Timothy Baldwin writes:
> > Timothy Baldwin said:
> > > I have discovered that ommiting the -Ttext option from the arm-linux-ld
> > > command line results in vmlinux containing a *valid* gzip file, however
> > > there is still no valid gzip file in zImage.
> >
> > Erm, what? Which vmlinux? If you're talking about linux/vmlinux, it
> > never contains a gzip file.
>
> linux/arch/arm/boot/compressed/vmlinux
Ok, if you do an arm-linux-nm on this, find the address of the following symbols,
eg:
10008000 T _start
10013420 D input_data
Find the offset between input_data and _start, ie 0x10013420 - 0x10008000 = 0xb420
Then, use dd to extract the gzipped data from the zImage, eg:
dd if=zImage of=zImg.gz bs=1 skip=46112
Using gunzip, gunzip the resulting zImg.gz file. If the gunzip is successful,
the zImage file contains a valid gzip, else it doesn't.
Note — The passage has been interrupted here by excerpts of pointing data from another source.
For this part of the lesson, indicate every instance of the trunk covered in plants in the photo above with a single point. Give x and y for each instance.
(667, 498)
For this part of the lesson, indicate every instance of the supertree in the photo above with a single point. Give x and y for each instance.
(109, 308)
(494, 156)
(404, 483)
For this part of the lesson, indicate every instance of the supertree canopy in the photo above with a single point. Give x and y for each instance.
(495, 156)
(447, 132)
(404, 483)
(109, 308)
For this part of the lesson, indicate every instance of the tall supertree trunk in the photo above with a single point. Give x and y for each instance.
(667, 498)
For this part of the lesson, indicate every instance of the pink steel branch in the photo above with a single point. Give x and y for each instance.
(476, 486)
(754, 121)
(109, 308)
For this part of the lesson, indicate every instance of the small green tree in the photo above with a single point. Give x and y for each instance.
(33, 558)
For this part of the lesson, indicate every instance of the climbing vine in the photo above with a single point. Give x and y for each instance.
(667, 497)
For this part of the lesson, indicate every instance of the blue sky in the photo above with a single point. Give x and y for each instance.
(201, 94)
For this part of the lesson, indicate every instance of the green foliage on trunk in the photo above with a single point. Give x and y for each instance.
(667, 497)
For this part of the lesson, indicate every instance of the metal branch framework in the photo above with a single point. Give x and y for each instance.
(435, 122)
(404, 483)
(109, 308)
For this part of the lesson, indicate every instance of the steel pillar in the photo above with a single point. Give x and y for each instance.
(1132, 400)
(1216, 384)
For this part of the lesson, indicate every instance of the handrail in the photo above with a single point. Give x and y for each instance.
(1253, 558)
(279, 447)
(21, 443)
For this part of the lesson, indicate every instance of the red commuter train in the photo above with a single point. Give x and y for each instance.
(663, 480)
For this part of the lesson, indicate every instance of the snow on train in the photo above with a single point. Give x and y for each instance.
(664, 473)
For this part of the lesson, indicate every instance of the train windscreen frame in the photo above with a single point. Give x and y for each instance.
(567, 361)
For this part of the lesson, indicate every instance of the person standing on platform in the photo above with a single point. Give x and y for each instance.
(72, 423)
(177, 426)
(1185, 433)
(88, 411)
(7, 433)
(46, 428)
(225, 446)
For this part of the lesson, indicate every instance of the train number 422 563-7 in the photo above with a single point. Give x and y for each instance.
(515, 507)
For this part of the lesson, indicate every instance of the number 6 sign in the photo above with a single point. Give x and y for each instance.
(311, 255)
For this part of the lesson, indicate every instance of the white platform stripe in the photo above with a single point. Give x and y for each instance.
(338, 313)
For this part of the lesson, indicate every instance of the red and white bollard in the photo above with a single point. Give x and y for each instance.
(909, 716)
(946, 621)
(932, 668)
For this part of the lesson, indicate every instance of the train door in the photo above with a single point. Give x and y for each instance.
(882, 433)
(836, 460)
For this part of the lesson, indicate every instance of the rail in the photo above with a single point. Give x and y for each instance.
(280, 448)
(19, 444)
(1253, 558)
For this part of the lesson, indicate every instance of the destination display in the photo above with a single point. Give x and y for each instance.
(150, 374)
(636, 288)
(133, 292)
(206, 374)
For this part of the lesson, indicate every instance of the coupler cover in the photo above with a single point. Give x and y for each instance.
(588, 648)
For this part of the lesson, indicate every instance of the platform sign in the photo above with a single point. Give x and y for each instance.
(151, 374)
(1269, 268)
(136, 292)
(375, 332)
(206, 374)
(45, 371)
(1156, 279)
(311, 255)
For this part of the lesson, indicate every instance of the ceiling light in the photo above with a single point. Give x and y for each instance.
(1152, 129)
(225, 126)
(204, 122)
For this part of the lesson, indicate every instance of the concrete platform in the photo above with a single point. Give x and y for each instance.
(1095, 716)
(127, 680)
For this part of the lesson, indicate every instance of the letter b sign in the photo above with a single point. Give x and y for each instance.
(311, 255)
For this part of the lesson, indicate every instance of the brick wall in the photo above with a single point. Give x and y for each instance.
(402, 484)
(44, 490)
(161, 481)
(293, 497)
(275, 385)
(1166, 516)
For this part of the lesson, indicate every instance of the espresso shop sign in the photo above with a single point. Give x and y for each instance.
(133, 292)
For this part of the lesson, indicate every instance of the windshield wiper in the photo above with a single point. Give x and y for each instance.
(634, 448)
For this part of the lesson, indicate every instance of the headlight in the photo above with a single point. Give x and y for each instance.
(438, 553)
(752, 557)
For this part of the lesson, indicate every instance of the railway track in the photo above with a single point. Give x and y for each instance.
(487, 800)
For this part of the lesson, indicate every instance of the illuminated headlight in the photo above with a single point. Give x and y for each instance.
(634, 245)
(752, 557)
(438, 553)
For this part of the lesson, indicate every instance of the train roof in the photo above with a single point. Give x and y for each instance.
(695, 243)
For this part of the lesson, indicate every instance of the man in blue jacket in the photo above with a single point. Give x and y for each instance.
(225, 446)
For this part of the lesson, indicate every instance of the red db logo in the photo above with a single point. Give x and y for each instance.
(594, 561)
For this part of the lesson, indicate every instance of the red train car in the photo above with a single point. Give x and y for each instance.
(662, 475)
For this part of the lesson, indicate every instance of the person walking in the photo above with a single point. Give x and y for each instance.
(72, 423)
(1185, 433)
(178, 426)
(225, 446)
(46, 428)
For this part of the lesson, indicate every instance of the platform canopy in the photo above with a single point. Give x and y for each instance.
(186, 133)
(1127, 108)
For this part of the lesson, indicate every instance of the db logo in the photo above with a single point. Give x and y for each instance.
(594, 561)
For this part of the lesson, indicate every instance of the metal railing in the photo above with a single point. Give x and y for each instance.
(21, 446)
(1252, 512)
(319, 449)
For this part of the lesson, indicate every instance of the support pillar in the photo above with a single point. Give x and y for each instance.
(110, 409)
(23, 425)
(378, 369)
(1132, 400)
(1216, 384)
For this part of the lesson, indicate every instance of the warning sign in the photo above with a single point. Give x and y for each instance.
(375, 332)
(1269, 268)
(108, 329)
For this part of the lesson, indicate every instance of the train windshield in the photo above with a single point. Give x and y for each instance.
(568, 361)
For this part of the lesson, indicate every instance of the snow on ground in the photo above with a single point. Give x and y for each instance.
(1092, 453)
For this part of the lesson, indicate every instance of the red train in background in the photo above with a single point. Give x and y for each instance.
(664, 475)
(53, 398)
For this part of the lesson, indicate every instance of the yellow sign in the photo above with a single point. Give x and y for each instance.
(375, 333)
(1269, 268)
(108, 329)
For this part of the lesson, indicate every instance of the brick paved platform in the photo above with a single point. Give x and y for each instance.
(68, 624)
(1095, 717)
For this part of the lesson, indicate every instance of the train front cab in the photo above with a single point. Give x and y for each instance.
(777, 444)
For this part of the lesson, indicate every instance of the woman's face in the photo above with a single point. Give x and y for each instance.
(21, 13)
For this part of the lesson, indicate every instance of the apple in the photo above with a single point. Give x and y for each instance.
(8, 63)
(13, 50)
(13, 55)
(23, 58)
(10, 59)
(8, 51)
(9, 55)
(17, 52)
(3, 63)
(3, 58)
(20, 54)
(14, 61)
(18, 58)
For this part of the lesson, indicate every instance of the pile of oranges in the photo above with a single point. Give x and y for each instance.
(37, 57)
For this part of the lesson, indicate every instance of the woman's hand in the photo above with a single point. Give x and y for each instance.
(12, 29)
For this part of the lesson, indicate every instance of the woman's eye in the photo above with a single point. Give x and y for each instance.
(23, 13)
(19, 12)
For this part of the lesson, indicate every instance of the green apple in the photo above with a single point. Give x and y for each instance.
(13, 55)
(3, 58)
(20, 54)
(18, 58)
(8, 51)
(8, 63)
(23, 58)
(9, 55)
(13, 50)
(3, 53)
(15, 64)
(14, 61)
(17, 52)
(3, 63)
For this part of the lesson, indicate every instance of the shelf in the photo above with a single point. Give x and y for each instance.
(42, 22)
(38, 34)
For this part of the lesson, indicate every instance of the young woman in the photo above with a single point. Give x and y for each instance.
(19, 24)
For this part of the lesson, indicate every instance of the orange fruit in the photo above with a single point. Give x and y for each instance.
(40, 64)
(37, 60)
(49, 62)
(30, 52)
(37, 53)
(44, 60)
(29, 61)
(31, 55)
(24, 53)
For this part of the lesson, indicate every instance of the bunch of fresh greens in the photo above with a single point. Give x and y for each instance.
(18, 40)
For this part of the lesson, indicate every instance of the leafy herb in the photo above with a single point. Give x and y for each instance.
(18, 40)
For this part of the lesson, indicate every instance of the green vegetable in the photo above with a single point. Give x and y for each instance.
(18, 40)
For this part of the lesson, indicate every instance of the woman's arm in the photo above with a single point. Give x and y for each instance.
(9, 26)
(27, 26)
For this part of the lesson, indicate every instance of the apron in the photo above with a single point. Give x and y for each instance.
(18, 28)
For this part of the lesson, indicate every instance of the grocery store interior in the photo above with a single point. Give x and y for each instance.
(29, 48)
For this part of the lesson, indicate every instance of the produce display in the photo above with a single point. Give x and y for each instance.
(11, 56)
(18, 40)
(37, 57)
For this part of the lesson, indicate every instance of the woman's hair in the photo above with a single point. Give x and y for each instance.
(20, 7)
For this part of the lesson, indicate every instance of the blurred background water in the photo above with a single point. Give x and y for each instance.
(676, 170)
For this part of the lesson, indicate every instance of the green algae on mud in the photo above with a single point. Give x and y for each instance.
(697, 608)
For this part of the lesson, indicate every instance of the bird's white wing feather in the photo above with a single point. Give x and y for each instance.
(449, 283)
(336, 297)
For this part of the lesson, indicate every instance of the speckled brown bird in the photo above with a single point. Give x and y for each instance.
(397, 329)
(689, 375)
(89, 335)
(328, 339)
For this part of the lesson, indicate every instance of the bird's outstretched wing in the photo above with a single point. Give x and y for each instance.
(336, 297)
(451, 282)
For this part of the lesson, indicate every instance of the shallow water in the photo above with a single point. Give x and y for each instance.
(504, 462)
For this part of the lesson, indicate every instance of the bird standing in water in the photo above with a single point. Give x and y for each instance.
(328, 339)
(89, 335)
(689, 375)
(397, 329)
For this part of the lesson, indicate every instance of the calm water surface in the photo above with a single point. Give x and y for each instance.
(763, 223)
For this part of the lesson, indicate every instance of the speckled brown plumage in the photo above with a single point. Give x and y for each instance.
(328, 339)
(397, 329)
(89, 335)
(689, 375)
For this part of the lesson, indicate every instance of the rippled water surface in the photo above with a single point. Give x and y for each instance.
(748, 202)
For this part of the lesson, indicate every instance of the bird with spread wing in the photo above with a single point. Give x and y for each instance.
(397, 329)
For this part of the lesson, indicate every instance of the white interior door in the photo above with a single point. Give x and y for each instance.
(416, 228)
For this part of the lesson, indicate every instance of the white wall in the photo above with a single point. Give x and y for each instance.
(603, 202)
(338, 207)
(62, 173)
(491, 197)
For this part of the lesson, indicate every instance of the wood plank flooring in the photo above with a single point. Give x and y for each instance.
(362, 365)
Try this both with -Ttext and without, however I believe that you will find
in all cases a valid gzip file in there.
I don't believe that there is anything wrong with the binutils, since I'm
now using the same as other people with this problem, and I have none of
these. I believe that the only tool left to consider is egcs (unless you
can prove otherwise).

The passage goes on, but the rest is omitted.